Lesson 5.1: Identifying Slow Query Patterns
Introduction
AI systems push databases to their limits. Feature stores need to serve 10k reads/second. ML pipelines write millions of rows/hour. Real-time inference can't tolerate slow queries.
This lesson teaches you how to identify performance bottlenecks.
Using pg_stat_statements
-- Enable extension (add to postgresql.conf: shared_preload_libraries = 'pg_stat_statements')

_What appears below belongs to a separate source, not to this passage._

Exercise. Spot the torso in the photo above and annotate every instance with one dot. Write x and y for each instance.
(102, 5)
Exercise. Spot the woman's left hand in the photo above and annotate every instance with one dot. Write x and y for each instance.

CREATE EXTENSION IF NOT EXISTS pg_stat_statements;
-- Find slowest queries
SELECT
query,
calls,
total_exec_time / 1000 AS total_seconds,
mean_exec_time AS avg_ms,
max_exec_time AS max_ms
FROM pg_stat_statements
ORDER BY total_exec_time DESC
LIMIT 10;
Common Slow Patterns
1. Missing indexes:
-- Full table scan
SELECT * FROM users WHERE email = 'test@example.com';
-- Fix: Add index
CREATE INDEX users_email_idx ON users(email);
2. N+1 queries:
# Bad: N+1 queries
users = db.execute("SELECT id, name FROM users")
for user in users:
orders = db.execute(f"SELECT * FROM orders WHERE user_id = {user.id}") # N queries!
# Good: Single JOIN
SELECT u.id, u.name, o.id AS order_id, o.total
FROM users u
LEFT JOIN orders o ON u.id = o.user_id;
3. Unbounded queries:
-- Bad: Returns entire table
SELECT * FROM model_predictions WHERE model_id = 'gpt-4'; -- 10M rows!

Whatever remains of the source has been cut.